HDC starts by mapping data into a high-dimensional space, similar to how neurons in the brain process information. For nominal data (e.g., categories), HDC uses an Item Memory (IM) that maps each category to a randomly chosen atomic hypervector (HV). These HVs are pseudo-orthogonal in high-dimensional spaces, which converge to exact orthogonality with increasing dimensionality. This mapping allows the brain-inspired algorithm to process and compare information efficiently.
Encoding: A Linear Approach
In the case of ordinal or discrete data (e.g., levels of categorization), HDC uses a Continuous Item Memory (CIM) that applies linear mapping of levels to atomic HVs. This approach preserves the natural ordering of categories, ensuring similarities between closer levels are mapped to more similar HVs than further apart levels.

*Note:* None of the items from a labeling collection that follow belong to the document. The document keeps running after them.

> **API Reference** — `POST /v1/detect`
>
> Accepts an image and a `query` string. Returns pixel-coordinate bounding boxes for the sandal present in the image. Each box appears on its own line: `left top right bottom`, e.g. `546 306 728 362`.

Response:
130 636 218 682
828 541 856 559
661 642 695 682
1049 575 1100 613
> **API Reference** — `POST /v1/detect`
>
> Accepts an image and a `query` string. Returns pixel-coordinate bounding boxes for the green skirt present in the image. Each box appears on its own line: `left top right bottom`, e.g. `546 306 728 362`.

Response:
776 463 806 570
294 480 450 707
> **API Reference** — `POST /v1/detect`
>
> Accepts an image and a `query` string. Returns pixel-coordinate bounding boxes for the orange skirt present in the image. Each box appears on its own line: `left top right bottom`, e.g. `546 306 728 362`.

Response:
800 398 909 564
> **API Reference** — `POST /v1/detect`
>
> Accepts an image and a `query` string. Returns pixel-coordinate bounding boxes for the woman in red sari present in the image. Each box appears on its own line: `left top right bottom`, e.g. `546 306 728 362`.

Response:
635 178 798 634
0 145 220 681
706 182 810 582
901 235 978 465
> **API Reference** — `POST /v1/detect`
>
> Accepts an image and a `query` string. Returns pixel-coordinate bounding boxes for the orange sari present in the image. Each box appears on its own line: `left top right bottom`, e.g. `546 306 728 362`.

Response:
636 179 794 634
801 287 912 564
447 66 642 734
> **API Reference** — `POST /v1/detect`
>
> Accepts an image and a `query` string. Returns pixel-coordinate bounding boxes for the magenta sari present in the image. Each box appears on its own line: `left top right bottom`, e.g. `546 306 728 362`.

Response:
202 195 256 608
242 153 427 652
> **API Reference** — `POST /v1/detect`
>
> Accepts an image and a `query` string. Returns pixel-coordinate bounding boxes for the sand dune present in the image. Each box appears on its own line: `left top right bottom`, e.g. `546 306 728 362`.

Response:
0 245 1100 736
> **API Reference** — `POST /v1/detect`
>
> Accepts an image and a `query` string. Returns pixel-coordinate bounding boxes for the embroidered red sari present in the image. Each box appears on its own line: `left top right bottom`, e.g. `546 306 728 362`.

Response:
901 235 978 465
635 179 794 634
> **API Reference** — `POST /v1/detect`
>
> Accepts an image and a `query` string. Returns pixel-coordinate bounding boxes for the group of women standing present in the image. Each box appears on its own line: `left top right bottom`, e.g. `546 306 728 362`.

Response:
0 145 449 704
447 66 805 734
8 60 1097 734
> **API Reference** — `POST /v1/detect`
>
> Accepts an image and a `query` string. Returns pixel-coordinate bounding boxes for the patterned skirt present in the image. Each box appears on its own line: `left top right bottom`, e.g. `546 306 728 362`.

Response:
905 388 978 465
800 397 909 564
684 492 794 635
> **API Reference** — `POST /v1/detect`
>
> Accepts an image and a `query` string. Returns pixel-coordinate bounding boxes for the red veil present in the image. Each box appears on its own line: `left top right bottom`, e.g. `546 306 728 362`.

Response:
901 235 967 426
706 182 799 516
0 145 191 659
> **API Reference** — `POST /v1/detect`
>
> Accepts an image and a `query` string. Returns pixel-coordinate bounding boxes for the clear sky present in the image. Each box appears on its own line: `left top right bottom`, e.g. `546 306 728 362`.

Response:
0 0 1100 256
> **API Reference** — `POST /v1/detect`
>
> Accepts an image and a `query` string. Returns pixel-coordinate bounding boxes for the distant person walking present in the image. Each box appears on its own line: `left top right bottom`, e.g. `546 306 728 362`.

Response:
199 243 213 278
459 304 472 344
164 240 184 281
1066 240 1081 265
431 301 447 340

Initial Prototype Construction: Building the Foundation
The next step in HDC is building an initial prototype construction, which involves creating a set of prototypes that represent the categories or levels of data. These prototypes serve as reference points for subsequent computations.
Training: Learning and Adaptation
In the training phase, HDC uses a supervised learning algorithm to adapt the prototype representations based on the given data. This process involves adjusting the prototypes’ weights to minimize the distance between the prototypes and the data points, ensuring accurate classification or regression.
Inference: Making Sense of Complex Data
The final step in HDC is inference, which involves using the trained prototype representations to classify or predict new data points. This process leverages the brain-inspired approach by mapping complex data into a high-dimensional space, where it can be efficiently processed and compared with the prototypes.
Summary: A Brain-Inspired Approach to Efficient Artificial Intelligence
Hyperdimensional computing offers a unique approach to artificial intelligence, inspired by the brain’s efficient processing of complex information. By mapping data into high-dimensional spaces, preserving natural orderings, and adapting prototype representations through supervised learning, HDC provides an energy-efficient and lightweight solution for various applications, including text classification, speech recognition, and more. While HDC is still a relatively new technology, its potential to demystify complex AI concepts and provide practical solutions makes it an exciting area of research to watch.